Os imensos shoppings podem oferecer algumas oportunidades de encontros, mas em geral são grandes demais para a criação da justiça horizontal. Grandes demais para encontrar os velhos conhecidos e muito agitados e cheios de gente para os longos bate-papos necessários ao estabelecimento de padrões de comportamento …
Acrescentemos que os shoppings são construídos de forma a manter as pessoas em circulação, olhando ao redor, divertindo-se e entretendo-se sem parar — mas de forma alguma por muito tempo – com inúmeras atrações; não para encorajá-las a parar, a se olhar e conversar, a pensar em analisar e discutir alguma coisa além dos objetos em exposição – não são feitos para passar o tempo de maneira comercialmente desinteressada…

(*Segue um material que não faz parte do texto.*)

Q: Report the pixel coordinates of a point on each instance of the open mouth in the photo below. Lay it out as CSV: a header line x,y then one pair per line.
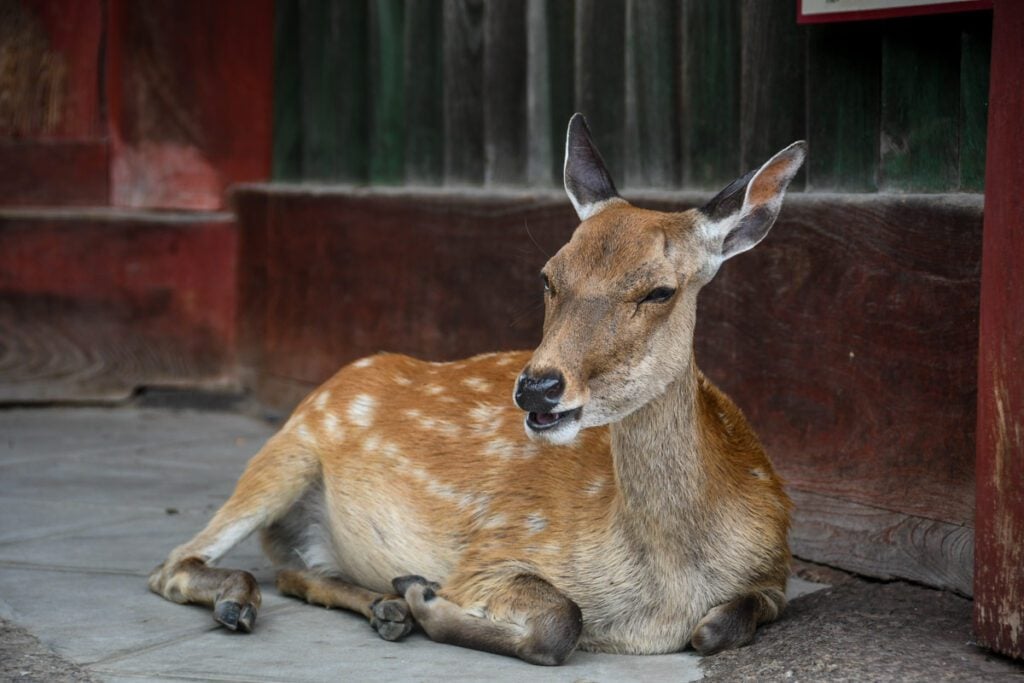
x,y
544,421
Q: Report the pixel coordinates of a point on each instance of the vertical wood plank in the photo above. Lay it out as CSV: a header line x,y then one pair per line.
x,y
772,92
505,95
651,133
463,91
287,150
976,48
998,582
334,89
710,92
600,76
920,104
387,96
424,92
843,112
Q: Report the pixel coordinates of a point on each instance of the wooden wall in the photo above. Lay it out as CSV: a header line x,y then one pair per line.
x,y
679,94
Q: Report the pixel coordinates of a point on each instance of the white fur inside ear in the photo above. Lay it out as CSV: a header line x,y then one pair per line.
x,y
586,211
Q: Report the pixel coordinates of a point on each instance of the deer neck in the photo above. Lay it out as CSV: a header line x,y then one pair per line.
x,y
658,459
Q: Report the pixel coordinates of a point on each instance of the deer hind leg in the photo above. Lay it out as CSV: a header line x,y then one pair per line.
x,y
733,624
270,483
519,615
388,614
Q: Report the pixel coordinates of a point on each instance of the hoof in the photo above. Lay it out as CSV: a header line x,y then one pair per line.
x,y
390,619
236,616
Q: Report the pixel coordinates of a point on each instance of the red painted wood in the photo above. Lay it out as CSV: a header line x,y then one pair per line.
x,y
189,99
95,303
999,539
75,29
53,173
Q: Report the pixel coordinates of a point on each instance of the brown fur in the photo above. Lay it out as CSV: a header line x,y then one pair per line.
x,y
659,522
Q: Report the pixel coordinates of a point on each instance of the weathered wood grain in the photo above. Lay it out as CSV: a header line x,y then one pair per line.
x,y
976,49
464,91
94,304
710,52
920,105
387,92
424,92
505,120
883,544
651,144
54,173
998,612
772,110
188,93
550,88
844,67
335,127
600,76
287,143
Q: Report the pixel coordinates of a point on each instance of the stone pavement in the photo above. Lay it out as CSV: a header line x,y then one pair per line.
x,y
91,499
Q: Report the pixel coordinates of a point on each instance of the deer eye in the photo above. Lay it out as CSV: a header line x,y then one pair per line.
x,y
658,295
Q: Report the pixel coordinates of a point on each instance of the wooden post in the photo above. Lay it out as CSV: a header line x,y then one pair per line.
x,y
998,577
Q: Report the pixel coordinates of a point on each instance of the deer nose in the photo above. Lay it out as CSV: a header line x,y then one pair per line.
x,y
540,394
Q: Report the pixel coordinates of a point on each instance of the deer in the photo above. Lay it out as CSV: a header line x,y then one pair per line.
x,y
598,493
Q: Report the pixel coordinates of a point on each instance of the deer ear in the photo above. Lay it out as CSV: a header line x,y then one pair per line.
x,y
587,180
741,214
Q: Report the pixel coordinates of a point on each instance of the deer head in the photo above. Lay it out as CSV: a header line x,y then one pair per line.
x,y
621,296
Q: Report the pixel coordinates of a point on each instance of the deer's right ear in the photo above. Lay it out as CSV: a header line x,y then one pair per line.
x,y
587,180
741,214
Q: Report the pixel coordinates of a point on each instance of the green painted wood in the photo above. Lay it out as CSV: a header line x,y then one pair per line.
x,y
844,65
464,91
287,144
387,92
772,111
600,76
505,94
424,92
921,104
651,100
333,49
976,50
710,52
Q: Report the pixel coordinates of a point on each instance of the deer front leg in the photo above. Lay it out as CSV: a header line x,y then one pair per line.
x,y
522,615
733,624
388,614
270,483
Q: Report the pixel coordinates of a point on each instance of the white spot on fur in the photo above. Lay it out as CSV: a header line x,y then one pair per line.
x,y
477,384
371,444
332,428
321,402
360,411
306,436
496,521
481,413
536,522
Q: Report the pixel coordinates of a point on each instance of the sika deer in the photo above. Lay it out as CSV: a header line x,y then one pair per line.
x,y
636,512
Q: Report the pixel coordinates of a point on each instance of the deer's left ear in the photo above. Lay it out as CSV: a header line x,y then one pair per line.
x,y
741,214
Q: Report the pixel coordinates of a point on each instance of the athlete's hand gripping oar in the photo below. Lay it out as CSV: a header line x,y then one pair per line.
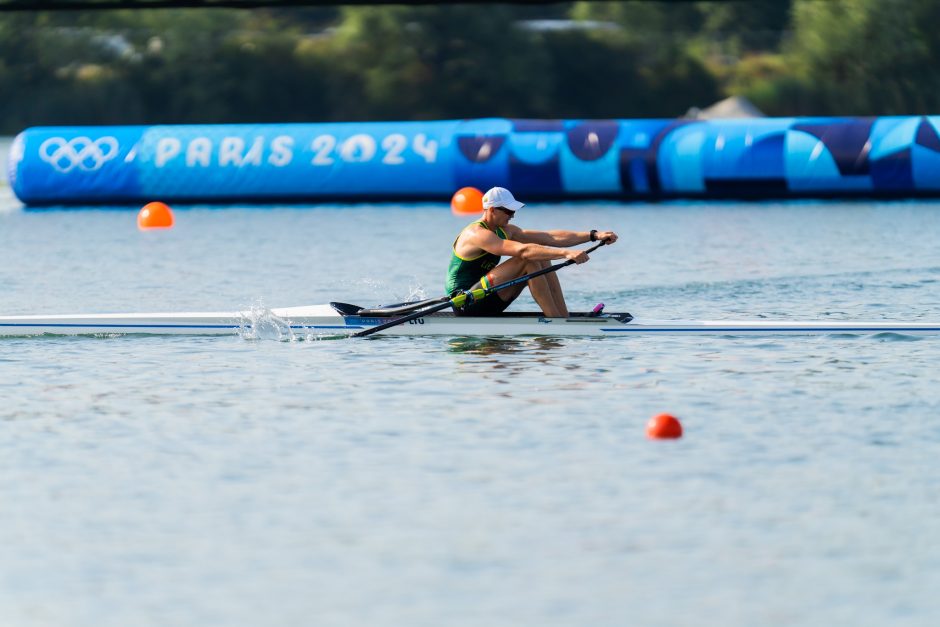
x,y
478,294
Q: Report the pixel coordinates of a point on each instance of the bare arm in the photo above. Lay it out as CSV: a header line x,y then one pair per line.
x,y
562,238
530,251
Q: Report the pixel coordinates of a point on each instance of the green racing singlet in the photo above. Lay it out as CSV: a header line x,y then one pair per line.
x,y
462,274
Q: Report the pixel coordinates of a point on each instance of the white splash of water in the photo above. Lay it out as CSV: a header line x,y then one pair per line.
x,y
260,323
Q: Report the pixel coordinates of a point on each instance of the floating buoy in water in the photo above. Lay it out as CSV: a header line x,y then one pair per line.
x,y
155,215
664,427
467,200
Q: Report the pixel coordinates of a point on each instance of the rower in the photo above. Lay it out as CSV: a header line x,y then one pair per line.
x,y
475,261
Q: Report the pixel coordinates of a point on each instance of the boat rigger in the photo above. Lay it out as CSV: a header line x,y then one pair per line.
x,y
339,319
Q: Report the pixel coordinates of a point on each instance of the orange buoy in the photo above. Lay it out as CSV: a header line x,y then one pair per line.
x,y
467,200
155,215
664,426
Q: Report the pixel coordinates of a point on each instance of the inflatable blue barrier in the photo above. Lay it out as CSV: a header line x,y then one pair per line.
x,y
628,159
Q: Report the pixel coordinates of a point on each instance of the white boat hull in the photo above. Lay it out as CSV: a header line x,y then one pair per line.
x,y
323,320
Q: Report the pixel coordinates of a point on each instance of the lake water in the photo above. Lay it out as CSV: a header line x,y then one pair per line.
x,y
448,481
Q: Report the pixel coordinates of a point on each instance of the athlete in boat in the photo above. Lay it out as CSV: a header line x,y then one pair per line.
x,y
475,261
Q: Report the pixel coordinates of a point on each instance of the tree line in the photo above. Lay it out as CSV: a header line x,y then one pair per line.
x,y
574,60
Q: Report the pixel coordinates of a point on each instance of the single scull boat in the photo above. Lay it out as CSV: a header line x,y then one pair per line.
x,y
343,319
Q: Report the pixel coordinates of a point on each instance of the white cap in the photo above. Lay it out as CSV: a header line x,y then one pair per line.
x,y
501,197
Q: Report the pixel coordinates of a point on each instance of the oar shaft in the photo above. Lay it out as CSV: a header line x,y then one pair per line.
x,y
460,299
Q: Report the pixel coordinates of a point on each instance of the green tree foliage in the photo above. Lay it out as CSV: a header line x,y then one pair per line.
x,y
595,59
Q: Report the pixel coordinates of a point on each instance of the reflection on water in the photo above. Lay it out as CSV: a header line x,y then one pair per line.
x,y
503,345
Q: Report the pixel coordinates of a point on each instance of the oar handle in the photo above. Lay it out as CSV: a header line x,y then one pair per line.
x,y
460,299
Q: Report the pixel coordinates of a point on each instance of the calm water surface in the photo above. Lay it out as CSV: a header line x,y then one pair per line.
x,y
449,481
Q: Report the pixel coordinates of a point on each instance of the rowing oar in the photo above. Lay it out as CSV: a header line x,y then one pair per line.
x,y
474,295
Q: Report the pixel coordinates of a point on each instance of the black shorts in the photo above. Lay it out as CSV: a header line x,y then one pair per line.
x,y
492,305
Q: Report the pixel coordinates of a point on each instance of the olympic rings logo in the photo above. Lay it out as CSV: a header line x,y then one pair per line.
x,y
80,152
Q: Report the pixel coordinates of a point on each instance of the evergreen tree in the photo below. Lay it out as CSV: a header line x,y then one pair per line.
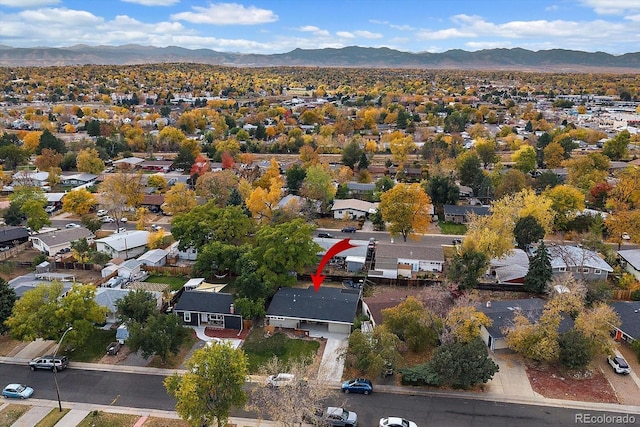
x,y
540,271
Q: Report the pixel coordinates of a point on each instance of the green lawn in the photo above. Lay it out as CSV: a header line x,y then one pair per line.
x,y
452,228
176,282
94,348
260,349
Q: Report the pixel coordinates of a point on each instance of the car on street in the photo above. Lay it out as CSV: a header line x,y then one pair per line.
x,y
357,385
48,362
619,365
19,391
396,422
282,379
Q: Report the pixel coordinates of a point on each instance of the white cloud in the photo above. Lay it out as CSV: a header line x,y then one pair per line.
x,y
226,14
152,2
25,4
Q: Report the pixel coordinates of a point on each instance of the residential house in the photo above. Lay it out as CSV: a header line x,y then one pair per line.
x,y
53,242
352,208
154,257
510,269
583,263
109,297
502,314
211,309
461,214
127,245
630,261
629,314
330,309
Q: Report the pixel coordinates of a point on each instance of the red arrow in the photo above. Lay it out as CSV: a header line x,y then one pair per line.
x,y
342,245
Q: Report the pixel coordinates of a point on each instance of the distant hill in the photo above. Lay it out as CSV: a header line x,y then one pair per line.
x,y
352,56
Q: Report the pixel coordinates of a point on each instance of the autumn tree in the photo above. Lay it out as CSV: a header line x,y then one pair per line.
x,y
406,207
88,161
78,201
179,199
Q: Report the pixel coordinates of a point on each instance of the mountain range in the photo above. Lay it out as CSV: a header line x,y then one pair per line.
x,y
352,56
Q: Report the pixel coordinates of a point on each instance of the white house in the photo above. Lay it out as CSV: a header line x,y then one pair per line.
x,y
127,245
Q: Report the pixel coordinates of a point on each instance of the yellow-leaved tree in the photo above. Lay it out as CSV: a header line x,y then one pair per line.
x,y
407,209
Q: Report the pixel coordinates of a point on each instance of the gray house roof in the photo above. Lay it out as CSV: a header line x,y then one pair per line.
x,y
327,305
205,302
629,313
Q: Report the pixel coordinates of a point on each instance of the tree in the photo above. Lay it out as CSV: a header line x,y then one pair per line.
x,y
412,323
78,201
7,300
617,148
211,386
442,190
540,271
527,230
89,161
137,306
574,352
44,313
406,207
179,199
162,335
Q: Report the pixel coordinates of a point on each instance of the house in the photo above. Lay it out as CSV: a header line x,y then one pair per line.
x,y
11,236
352,208
212,309
462,214
109,297
331,309
629,314
511,268
129,244
502,314
583,263
53,242
630,261
154,257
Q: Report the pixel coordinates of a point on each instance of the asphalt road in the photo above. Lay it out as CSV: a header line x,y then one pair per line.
x,y
147,391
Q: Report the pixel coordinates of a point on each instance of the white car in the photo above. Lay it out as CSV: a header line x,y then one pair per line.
x,y
396,422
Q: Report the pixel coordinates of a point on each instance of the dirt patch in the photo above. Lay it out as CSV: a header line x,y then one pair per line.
x,y
551,382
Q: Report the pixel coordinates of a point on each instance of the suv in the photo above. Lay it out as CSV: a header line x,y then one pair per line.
x,y
47,362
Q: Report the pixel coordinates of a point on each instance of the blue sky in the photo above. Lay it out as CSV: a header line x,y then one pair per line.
x,y
278,26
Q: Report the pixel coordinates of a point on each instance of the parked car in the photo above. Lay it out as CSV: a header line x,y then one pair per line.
x,y
396,422
113,348
619,364
358,385
282,379
339,417
19,391
48,362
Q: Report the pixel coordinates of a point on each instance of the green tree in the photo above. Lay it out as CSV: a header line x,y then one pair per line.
x,y
527,230
540,271
406,207
162,335
574,350
212,385
7,300
137,306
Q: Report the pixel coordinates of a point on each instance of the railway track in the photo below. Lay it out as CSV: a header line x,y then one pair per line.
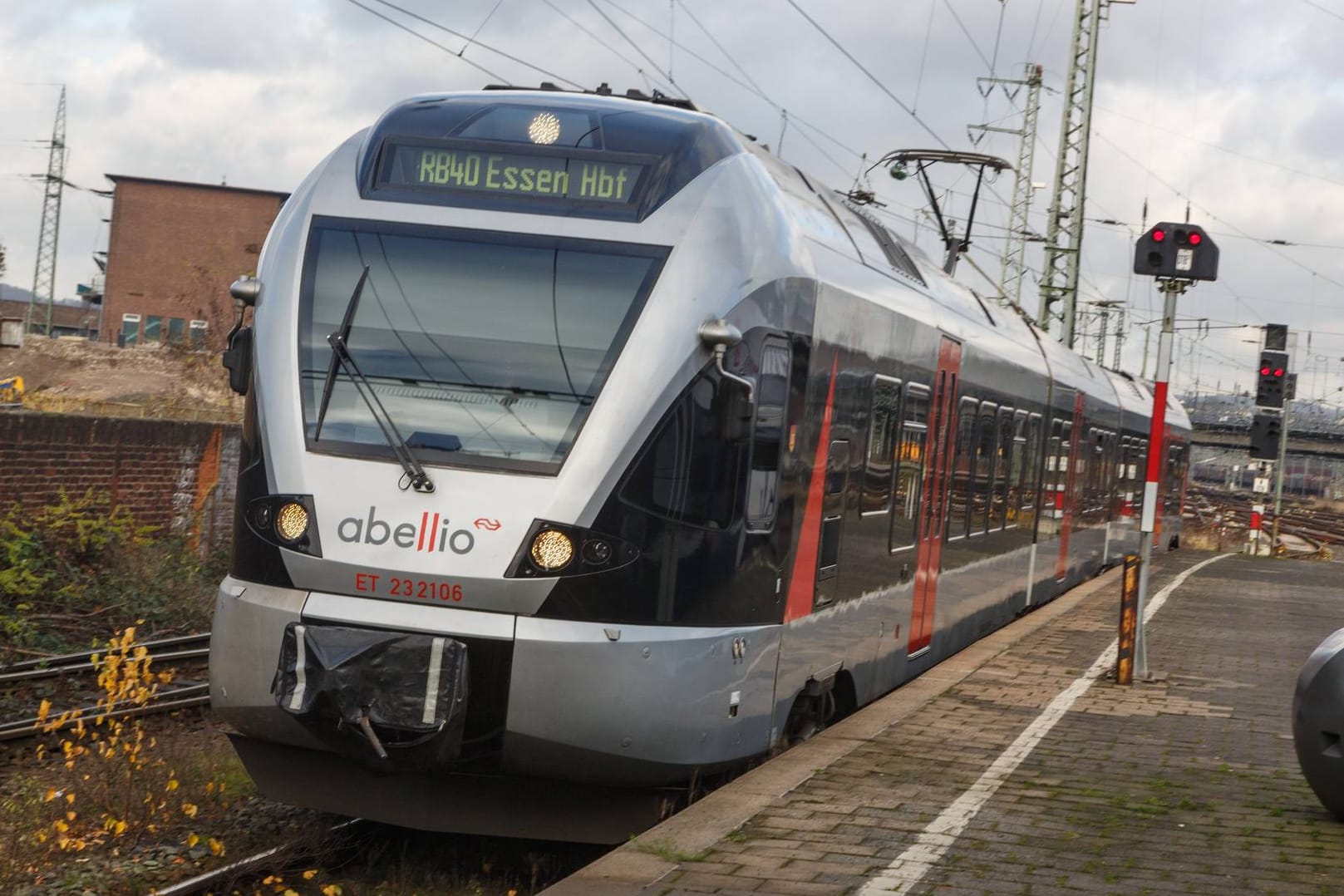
x,y
1317,527
268,860
165,652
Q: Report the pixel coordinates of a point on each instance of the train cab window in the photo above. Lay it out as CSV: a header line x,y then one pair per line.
x,y
768,434
962,464
982,497
487,350
910,450
884,421
1000,485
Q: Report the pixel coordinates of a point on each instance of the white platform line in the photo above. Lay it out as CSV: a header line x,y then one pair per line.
x,y
910,867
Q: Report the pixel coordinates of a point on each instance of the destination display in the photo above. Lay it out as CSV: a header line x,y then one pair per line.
x,y
561,178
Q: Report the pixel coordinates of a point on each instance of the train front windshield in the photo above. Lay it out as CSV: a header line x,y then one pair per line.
x,y
485,348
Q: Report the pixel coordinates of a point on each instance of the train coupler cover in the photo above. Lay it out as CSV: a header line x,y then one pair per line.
x,y
396,702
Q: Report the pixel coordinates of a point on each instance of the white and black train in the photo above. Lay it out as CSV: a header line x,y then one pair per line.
x,y
590,448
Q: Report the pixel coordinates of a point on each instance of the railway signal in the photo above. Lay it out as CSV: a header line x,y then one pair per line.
x,y
1176,255
1176,252
1267,431
1270,379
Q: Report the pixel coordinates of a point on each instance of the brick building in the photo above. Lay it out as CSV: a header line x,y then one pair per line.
x,y
66,320
172,253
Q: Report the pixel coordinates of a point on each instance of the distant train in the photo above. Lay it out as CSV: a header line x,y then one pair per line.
x,y
590,448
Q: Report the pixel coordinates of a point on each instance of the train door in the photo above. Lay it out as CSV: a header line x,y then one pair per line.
x,y
933,507
1070,438
832,521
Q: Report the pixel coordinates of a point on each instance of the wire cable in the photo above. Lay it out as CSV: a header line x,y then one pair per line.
x,y
870,76
429,41
481,45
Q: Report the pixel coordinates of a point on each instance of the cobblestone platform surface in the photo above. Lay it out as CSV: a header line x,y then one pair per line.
x,y
1021,767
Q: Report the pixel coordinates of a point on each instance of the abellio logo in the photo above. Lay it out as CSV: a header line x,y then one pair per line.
x,y
433,534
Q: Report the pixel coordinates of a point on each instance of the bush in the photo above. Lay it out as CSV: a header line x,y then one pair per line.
x,y
76,569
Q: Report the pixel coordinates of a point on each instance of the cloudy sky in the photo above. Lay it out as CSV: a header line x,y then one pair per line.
x,y
1228,108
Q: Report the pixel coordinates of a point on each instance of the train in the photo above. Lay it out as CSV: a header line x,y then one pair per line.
x,y
592,449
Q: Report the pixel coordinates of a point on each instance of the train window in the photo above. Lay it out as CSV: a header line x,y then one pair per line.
x,y
832,510
910,450
768,434
1031,464
1171,488
1017,460
958,497
487,350
1140,475
982,496
688,472
1002,486
882,445
1056,464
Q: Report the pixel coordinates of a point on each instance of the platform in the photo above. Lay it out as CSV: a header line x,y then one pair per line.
x,y
1019,766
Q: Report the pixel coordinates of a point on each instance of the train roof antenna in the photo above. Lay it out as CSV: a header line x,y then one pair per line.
x,y
898,161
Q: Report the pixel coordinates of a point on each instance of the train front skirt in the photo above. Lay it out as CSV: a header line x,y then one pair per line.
x,y
394,702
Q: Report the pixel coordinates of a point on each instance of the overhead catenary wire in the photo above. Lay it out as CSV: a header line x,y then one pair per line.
x,y
429,41
620,56
638,48
479,43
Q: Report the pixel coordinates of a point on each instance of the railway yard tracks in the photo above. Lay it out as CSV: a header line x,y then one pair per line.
x,y
1312,531
185,653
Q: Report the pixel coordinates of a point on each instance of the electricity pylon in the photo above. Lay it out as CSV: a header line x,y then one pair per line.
x,y
1065,224
45,270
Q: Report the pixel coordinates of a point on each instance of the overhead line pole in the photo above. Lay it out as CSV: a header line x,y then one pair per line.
x,y
1015,249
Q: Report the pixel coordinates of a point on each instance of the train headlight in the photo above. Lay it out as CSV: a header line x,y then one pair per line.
x,y
292,521
287,521
544,129
551,549
561,549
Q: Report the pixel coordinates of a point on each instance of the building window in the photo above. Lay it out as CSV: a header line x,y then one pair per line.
x,y
130,329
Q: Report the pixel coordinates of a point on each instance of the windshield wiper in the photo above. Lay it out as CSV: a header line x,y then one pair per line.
x,y
414,473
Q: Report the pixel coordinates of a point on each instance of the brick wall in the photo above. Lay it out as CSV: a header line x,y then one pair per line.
x,y
172,252
172,475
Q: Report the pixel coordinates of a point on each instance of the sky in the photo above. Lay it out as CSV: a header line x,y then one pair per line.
x,y
1226,111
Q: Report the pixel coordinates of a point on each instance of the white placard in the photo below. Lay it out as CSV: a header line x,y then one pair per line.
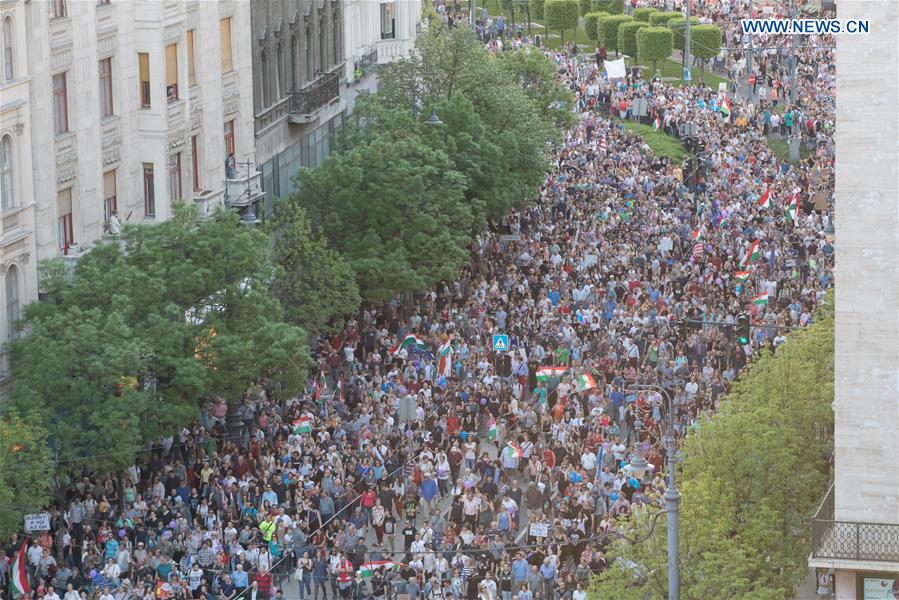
x,y
38,522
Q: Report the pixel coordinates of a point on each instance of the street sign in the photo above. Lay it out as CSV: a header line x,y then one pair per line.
x,y
500,342
37,522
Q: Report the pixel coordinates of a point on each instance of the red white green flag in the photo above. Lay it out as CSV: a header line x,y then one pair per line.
x,y
752,254
18,577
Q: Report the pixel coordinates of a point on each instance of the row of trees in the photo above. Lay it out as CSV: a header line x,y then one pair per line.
x,y
752,476
125,343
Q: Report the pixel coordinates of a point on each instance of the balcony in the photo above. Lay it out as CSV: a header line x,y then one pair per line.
x,y
304,104
849,541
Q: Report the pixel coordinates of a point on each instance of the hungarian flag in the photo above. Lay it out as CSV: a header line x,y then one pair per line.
x,y
585,382
18,577
368,569
492,432
445,359
410,343
761,299
792,212
302,425
752,254
544,373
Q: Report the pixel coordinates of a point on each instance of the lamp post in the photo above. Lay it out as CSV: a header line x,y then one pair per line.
x,y
672,496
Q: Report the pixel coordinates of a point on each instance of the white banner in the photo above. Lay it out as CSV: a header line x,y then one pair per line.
x,y
38,522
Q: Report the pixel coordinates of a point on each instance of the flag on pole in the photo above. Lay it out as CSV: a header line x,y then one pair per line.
x,y
492,431
18,577
445,359
752,254
585,382
761,299
544,373
410,343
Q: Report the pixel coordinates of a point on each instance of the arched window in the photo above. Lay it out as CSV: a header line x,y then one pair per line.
x,y
7,189
323,44
12,302
8,71
266,96
307,52
294,62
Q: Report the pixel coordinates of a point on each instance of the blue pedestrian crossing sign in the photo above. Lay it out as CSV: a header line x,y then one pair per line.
x,y
500,342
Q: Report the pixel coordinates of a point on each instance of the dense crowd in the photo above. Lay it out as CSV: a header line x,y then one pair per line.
x,y
422,461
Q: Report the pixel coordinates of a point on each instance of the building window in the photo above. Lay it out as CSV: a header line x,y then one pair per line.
x,y
225,31
229,138
175,177
195,160
171,72
106,88
143,61
387,21
110,206
191,70
149,191
64,220
12,302
307,52
7,49
7,189
58,8
60,105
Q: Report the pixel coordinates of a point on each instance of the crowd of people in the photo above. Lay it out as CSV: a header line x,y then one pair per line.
x,y
421,460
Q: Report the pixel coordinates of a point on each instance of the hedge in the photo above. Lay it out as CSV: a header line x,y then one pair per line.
x,y
627,37
613,7
653,44
642,14
677,26
659,19
561,15
591,21
608,30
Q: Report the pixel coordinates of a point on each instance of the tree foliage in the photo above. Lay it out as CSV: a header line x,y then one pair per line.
x,y
314,283
654,44
26,469
627,37
561,15
750,480
123,348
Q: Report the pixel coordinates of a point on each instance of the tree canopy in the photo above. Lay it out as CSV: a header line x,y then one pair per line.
x,y
124,347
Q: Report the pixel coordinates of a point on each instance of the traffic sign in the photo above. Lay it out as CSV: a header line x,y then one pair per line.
x,y
500,342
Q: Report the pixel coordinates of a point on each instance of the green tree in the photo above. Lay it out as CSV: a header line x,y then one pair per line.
x,y
613,7
26,469
705,43
751,478
122,349
655,44
658,19
627,37
642,14
608,30
561,15
315,284
591,20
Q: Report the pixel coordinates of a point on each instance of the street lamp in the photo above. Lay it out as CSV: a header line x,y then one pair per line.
x,y
672,496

O balanço alegórico de Christie tem o mérito adicional de trazer à luz os efeitos éticos da degradação dos espaços públicos. Os locais de encontro eram também aqueles em que se criavam as normas — de modo que se pudesse fazer justiça e distribuí-la horizontalmente, assim reunindo os interlocutores numa comunidade, definida e integrada pelos critérios comuns de avaliação. Por isso um território despojado de espaço público dá pouca chance para que as normas sejam debatidas, para que os valores sejam confrontados e negociados. Os vereditos de certo e errado, belo e feio, adequado e inadequado, útil e inútil só podem ser decretados de cima, de regiões que jamais deverão ser penetradas senão por um olhar extremamente inquisitivo; os vereditos são inquestionáveis desde que nenhum questionamento significativo possa ser feito aos juízes e desde que os juízes não deixem endereço – sequer um endereço eletrônico, um e-mail – e ninguém saiba com certeza onde residem.
– Zygmunt Bauman em Globalização: As consequências humanas.